Question In Description

The given information allows us to use the ideal gas law to calculate the number of moles of Cl2 gas:

PV = nRT

where P is the pressure, V is the volume, n is the number of moles, R is the gas constant, and T is the temperature.

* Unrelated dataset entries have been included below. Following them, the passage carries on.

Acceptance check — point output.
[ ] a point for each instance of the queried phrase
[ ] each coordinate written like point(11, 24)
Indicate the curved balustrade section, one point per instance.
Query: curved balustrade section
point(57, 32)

We first need to convert the given pressure from mmHg to atm, and the temperature from Celsius to Kelvin:

P = 1275 mmHg * (1 atm / 760 mmHg) = 1.68 atm T = 57°C + 273.15 = 330.15 K

Now we can plug in the values and solve for n:

n = PV / RT = (1.68 atm * 8.75 L) / (0.0821 L·atm/mol·K * 330.15 K) ≈ 0.372 mol Cl2

Next, we can use the balanced chemical equation to determine the stoichiometric ratio between Cl2 and KCLO3:

2 KCl + 3 Cl2 + 3 H2O → 2 KClO3 + 6 HCl

For every 3 moles of Cl2, we can produce 2 moles of KCLO3. Therefore, the number of moles of KCLO3 produced is:

n(KCLO3) = (2/3) * n(Cl2) = (2/3) * 0.372 mol ≈ 0.248 mol

Finally, we can use the molar mass of KCLO3 to convert moles to grams:

m(KCLO3) = n(KCLO3) * M(KCLO3) = 0.248 mol * 122.55 g/mol ≈ 30.4 g

Thus, about 30.4 grams of KCLO3 could be prepared from 8.75 L of Cl2 gas at 1275 mmHg and 57°C.